Another Sunday, another week — but why?

November 3, 2013

The seven-day week must go down as being one of the most “unnatural” yet persistent creations of man. It is very practical of course, but why do we have it?

There are no discernible periodicities that we have been able to find outside ourselves which take 7 days. There are no periodicities within ourselves either that are 7 days or multiples of 7 days.  There are no celestial or astronomical cycles in tune with 7 days. There are no movements of the sun or the moon or the stars that give rise to a 7-day period. There are no weather or climate phenomena that repeat with a 7-day period. There are no human behavioural patterns that dance to a 7-day tune. There are no living things that have a 7-day life cycle. (There is a branch of pseudoscience which claims that living cells may be associated with a weekly or a half-weekly cycle – a circaseptan or a circasemiseptan rythm – but this is still in the realms of fantasy).
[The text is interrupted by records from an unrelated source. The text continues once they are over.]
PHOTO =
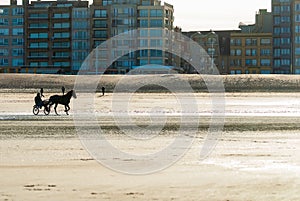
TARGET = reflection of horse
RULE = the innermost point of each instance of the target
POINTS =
(63, 100)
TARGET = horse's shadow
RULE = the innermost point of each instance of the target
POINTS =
(61, 99)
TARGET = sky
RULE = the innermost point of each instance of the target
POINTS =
(197, 15)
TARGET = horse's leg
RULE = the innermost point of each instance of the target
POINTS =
(66, 109)
(55, 108)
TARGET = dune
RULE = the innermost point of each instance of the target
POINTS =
(232, 83)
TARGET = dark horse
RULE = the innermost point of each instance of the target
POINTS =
(63, 100)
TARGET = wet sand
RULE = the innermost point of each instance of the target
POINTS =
(257, 157)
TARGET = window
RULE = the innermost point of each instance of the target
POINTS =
(277, 52)
(285, 41)
(79, 45)
(61, 15)
(297, 51)
(155, 33)
(100, 24)
(62, 35)
(276, 31)
(106, 2)
(285, 19)
(265, 41)
(3, 62)
(3, 11)
(17, 62)
(143, 13)
(3, 52)
(61, 54)
(144, 43)
(156, 13)
(38, 45)
(100, 13)
(38, 35)
(265, 52)
(4, 32)
(39, 54)
(18, 21)
(297, 7)
(18, 11)
(156, 23)
(39, 15)
(18, 52)
(64, 25)
(285, 52)
(3, 21)
(265, 62)
(61, 45)
(276, 9)
(80, 35)
(155, 53)
(143, 23)
(100, 34)
(277, 62)
(18, 31)
(285, 30)
(38, 25)
(156, 42)
(3, 41)
(285, 8)
(286, 62)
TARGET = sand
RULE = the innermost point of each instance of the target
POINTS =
(257, 157)
(232, 83)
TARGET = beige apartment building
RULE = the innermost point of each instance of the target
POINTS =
(251, 53)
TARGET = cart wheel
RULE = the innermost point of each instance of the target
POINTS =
(46, 111)
(35, 110)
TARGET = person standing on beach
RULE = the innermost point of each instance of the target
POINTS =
(63, 90)
(42, 91)
(103, 91)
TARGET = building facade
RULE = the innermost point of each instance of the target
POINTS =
(12, 45)
(251, 50)
(251, 53)
(114, 17)
(57, 34)
(283, 36)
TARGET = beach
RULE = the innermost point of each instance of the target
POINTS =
(255, 157)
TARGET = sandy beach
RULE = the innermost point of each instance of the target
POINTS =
(257, 155)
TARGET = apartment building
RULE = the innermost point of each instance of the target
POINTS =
(251, 50)
(113, 17)
(251, 53)
(11, 37)
(56, 36)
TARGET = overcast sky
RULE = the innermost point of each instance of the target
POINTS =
(211, 14)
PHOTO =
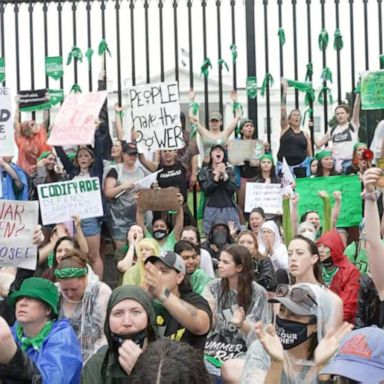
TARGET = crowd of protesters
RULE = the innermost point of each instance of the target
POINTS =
(233, 299)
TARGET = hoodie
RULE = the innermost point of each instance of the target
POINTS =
(104, 367)
(346, 282)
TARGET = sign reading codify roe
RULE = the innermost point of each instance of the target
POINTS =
(155, 113)
(60, 201)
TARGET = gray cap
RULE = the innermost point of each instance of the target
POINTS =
(170, 259)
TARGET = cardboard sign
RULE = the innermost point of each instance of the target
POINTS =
(266, 196)
(18, 220)
(7, 141)
(59, 202)
(75, 121)
(372, 90)
(244, 150)
(155, 112)
(162, 199)
(350, 188)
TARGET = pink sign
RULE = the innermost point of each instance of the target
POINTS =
(75, 121)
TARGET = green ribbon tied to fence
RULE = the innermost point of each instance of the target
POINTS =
(252, 87)
(326, 75)
(233, 49)
(75, 54)
(103, 47)
(75, 88)
(222, 62)
(88, 54)
(268, 81)
(338, 40)
(325, 91)
(204, 69)
(281, 35)
(309, 73)
(323, 40)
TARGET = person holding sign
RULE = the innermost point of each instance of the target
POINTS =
(214, 135)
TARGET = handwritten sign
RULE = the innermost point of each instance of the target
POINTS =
(372, 90)
(245, 150)
(163, 199)
(266, 196)
(60, 201)
(155, 112)
(75, 121)
(6, 124)
(18, 220)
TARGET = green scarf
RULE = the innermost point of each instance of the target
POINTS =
(36, 341)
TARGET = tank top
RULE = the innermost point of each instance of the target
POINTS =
(293, 146)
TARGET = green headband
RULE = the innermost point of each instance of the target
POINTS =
(320, 155)
(69, 273)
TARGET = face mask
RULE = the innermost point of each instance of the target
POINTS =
(291, 333)
(159, 234)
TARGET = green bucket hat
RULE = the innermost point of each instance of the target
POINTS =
(37, 288)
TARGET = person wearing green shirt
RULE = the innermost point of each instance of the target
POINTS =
(190, 254)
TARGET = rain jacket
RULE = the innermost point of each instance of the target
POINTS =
(346, 282)
(104, 367)
(58, 361)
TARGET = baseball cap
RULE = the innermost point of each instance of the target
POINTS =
(170, 259)
(360, 356)
(215, 116)
(37, 288)
(300, 300)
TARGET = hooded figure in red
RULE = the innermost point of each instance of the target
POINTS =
(346, 281)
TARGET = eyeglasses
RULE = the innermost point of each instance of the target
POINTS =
(296, 294)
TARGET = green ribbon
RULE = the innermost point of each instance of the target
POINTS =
(325, 91)
(222, 62)
(205, 67)
(309, 73)
(75, 54)
(268, 81)
(69, 273)
(323, 40)
(75, 88)
(326, 75)
(338, 40)
(35, 342)
(233, 49)
(103, 47)
(88, 54)
(281, 35)
(252, 87)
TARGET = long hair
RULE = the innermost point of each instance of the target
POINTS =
(241, 256)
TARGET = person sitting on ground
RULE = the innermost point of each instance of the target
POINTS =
(130, 326)
(190, 254)
(39, 348)
(181, 314)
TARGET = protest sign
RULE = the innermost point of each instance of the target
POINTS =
(161, 199)
(266, 196)
(155, 112)
(244, 150)
(34, 100)
(372, 90)
(7, 141)
(18, 220)
(75, 120)
(59, 202)
(350, 188)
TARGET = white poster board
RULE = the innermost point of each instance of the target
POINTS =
(7, 141)
(266, 196)
(18, 220)
(59, 202)
(155, 112)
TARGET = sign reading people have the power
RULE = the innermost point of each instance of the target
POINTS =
(155, 112)
(59, 202)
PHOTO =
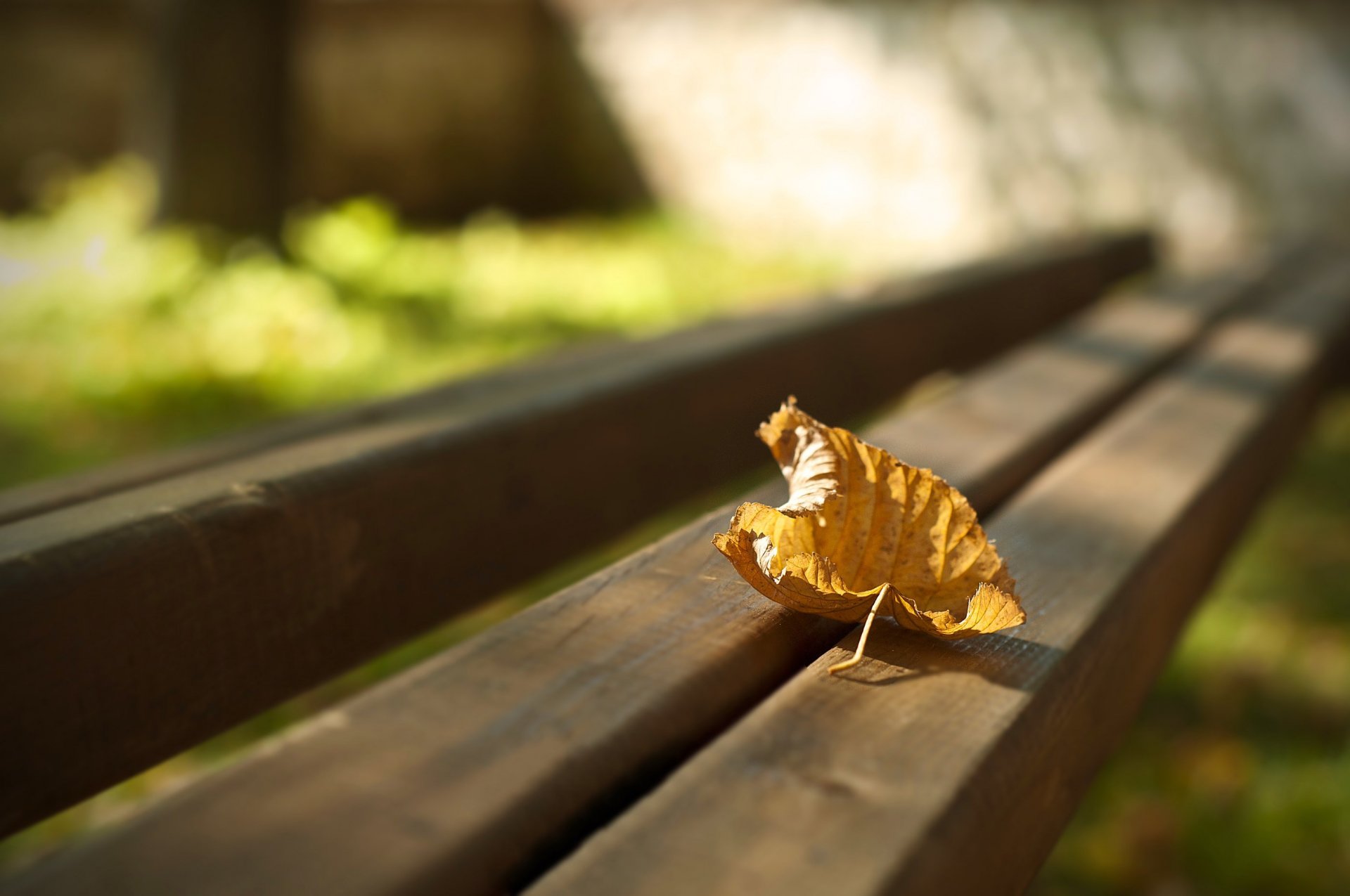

It would seem logical that our ancestors must have first noted the daily cycle long before they were even recognisable as human.  As humans they probably then noted the lunar cycle of about 29 days and the yearly cycle of about 365 days. Our distant ancestors would also have noted that the period of the yearly cycle was a little more than 12 lunar cycles. By about 35,000 years ago we have evidence that the lunar cycle was known and was being tracked. This evidence is in the form of a tally stick with 29 marks – the Lebombo bone.

The development of beliefs in gods of light and separate gods of darkness is not so difficult to understand. The gods of winds and fires and mountains and rivers are equally understandable. The fact that the lunar cycle was rather badly synchronised with the annual solar cycle could well have led to the concept of sun-gods and moon-goddesses, each with their own areas of influence.  (In fact, considering the imperfection of the design of the universe which is manifested in the lack of synchronisation between the various celestial cycles, it is difficult to understand how a concept of a single all-powerful creator ever arose. Why would such a poor design be the product of an all-powerful creator? Surely he could have managed the simple 3-body problem to synchronise the various rotations of the earth, the moon and the Sun?)

The invention of the seven-day week can best be dated to be at least 5,000 years ago to the time of the Babylonians. It was certainly long before the Old Testament came to be written to fit with the 7-day week which had already been invented and established. The story goes that

the seven-day week was actually invented by the Assyrians, or by Sargon I (King of Akkad at around 2350 B.C.), passed on to the Babylonians, who then passed it on to the Jews during their captivity in Babylon around 600 B.C.  The ancient Romans used the eight-day week, but after the adoption of the Julian calendar in the time of Agustus, the seven-day week came into use in the Roman world. For a while, both the seven and eight day weeks coexisted in the Roman world, but by the time Constantine decided to Christianize the Roman world (around A.D. 321) the eight-day weekly cycle had fallen out of use in favor of the more popular seven-day week.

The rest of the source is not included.